Вздохнув, собираясь с мыслями, ответил:
— В том, кто ты, где ты и с кем ты? Сейчас тебя у красных держит, только твой друг Михайловский. Но у Виктора свой путь. Это грамотный и дисциплинированный командир с той небольшой авантюрной жилкой, которая как раз необходима для достижения громких побед. И как следствие — больших высот. И когда я говорю — «больших» это значит, что для нашего пулеметного начальника, звание командира полка вовсе не будет пределом. Он уже сейчас со мною обсуждает идеи, приличествующие какому-нибудь военачальнику-новатору.
Барон удивился:
— Витька? Нет, он всегда отличался тягой к военному ремеслу, но чтобы вот так… А если не секрет, что за идеи?

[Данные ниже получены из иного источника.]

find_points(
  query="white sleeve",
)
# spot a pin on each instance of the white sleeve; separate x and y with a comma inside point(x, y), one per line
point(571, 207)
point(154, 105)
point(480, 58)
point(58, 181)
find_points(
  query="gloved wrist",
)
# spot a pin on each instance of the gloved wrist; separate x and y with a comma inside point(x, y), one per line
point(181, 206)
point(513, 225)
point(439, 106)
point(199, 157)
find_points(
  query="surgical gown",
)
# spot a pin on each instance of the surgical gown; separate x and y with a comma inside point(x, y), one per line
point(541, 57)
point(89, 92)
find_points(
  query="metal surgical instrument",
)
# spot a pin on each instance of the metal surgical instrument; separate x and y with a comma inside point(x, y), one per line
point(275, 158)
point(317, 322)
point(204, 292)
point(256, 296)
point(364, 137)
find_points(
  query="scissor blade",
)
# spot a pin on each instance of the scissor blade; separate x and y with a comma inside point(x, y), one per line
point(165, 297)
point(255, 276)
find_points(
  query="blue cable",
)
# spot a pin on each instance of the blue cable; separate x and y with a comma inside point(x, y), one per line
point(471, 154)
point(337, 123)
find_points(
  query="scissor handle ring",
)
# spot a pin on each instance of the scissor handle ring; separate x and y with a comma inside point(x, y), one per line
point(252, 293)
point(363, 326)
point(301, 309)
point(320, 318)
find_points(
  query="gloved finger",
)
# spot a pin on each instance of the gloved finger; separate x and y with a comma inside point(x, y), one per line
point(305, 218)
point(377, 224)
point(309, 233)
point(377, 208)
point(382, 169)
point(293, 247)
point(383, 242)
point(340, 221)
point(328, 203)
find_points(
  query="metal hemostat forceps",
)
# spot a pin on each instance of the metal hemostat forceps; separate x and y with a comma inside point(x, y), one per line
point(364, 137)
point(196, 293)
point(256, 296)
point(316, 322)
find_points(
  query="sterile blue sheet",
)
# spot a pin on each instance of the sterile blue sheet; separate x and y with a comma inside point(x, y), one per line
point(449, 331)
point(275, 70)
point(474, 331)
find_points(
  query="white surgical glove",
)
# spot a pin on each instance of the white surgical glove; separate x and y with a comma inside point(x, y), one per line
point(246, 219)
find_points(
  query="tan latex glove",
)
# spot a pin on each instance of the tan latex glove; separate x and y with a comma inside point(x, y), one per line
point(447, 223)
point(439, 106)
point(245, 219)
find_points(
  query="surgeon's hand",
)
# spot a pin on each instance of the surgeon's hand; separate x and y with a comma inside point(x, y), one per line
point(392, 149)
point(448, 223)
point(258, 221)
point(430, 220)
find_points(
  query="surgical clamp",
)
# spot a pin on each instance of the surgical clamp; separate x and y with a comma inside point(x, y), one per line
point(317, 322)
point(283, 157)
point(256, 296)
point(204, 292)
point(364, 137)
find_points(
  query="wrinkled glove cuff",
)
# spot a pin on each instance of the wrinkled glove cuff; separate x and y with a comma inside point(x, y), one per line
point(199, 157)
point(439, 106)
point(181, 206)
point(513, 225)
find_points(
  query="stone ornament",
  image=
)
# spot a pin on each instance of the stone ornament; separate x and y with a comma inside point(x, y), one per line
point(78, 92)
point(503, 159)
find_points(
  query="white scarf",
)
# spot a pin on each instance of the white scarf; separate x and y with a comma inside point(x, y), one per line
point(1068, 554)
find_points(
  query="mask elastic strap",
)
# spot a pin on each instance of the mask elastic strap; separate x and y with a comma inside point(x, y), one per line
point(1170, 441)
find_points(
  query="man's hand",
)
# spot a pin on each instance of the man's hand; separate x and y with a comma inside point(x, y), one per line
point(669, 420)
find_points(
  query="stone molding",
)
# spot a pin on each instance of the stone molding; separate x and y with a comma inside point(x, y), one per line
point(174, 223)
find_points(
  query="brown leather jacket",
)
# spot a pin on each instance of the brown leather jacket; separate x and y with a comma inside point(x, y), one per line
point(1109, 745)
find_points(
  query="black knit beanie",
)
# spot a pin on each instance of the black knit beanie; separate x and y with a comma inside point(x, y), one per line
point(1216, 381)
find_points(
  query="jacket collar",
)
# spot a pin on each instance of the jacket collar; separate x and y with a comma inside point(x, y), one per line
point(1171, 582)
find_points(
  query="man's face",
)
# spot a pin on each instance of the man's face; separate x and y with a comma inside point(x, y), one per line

— У него спросишь он и расскажет…
Это действительно не было секретом просто, когда Михайловский стал делиться со мной своими мыслями дальнейшего развития тачанок, я даже офигел. Просто, потому что он пусть и несколько расплывчато, но достаточно чётко прописал концептуальную идею использования танков. Заметьте, даже не броневиков. И не нынешних неторопливых и огромных «ромбов» типа английского «Mark», от которых писаются кипятком все нынешние военачальники, а наоборот — небольших быстроходных машин с противопульной броней и легким вооружением типа малокалиберной пушки и пулемета. То есть, Витька, додумался пока что только до легких танков и вожделел о чем-то наподобие «Т-18» или даже (в самых смелых мечтах) «БТ»[6]. При этом, пытаясь выстроить взаимодействие танков с пехотой. Еще корявенько, но какие его годы?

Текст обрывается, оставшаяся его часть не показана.